BERMUDA ! July 21 2015, 0 Comments

This is a traditional Christmas dish in Bermuda. Like most traditional dishes, each family has their own version. Some people include pork and chicken, and there are some vegetarian versions as well. It is eaten throughout the holidays.

BERMUDA

Cassava Pie

5 lbs cassava, grated

1 lb sugar

1 can sweetened condensed milk

13 eggs

1 lb butter, chopped and softened

1.5 tsp kosher salt

1 tsp ground nutmeg

1 tsp Vanilla extract

6 lb cooked boneless chicken

Place cassava in a large bowl. Cover with sugar and let it stand for 15 minutes. Mix together condensed milk, eggs, butter, salt, nutmeg and vanilla and blend together with the cassava. In a large dish, add a layer of the cassava mixture, then a layer of chicken, and top with a layer of the cassava mixture. Cook in the oven at 350ºF for 1 hour and then reduce the heat to 250º and cook for an additional 2 - 2.5 hours until done.

 

nutmeg.


GUYANA ! July 15 2015, 0 Comments

Guyanese Pepperpot is  traditionally eaten at Christmas and special events. It is a slow cooked meat stew with spices and hot chilies. You will find versions of this dish all over the Caribbean. It is served with a dense homemade bread to sop up all that amazing gravy.

GUYANA

Pepperpot

(serves 8 - 10)

4 lbs of stewing beef & goat, cubed

1 cup of cassareep*

2 cinnamon sticks

2 inch piece of orange peel

4 garlic cloves, peeled and halved

4 wiri wiri peppers ( or habanero) whole

1/2 cup brown sugar

1.5 tsp kosher salt

6 whole cloves

2 small onions, peeled and halved

1 tbsp of cooking vegetable oil

10 - 12 cups of water

 

*CASSAREEPA is a flavouring syrup made from the juice of the bitter cassava. If you can't find it, then replace it with 1 cup red wine vinegar, 4 Tbsp of molasses and 4 Tbsp of lime juice.
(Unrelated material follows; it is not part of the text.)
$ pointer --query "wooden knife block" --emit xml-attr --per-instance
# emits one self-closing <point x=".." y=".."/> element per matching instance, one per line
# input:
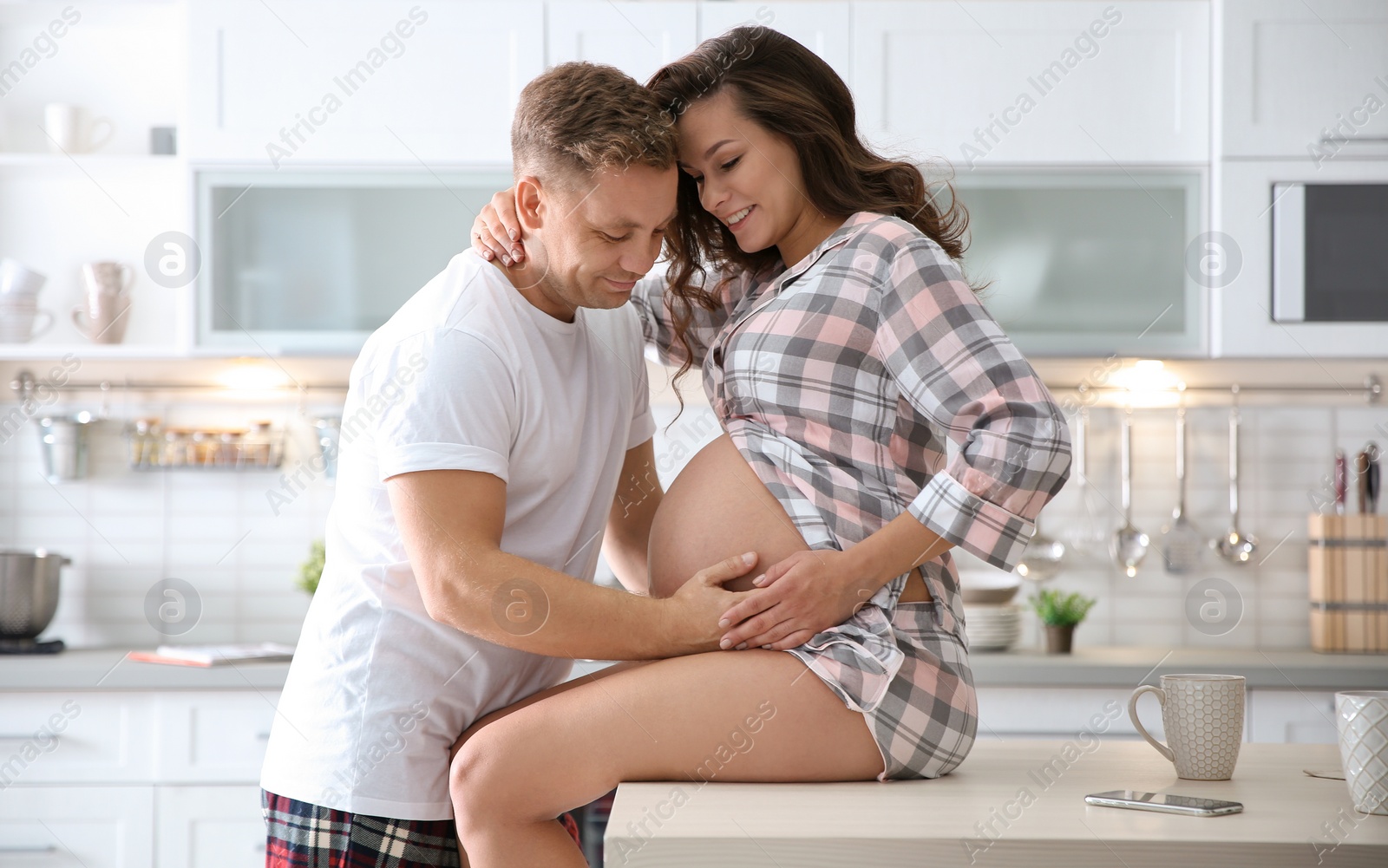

Heat the oil in a large stewing pot and brown the meat. Add everything and stir until well blended. Add water and bring to a boil. ( Make sure the water covers all the ingredients). Skim off any oily fat and scum that rises  to the surface. Reduce to a gentle simmer, cover and let it cook for 3 hours. Keep skimming as needed. Serve with bread.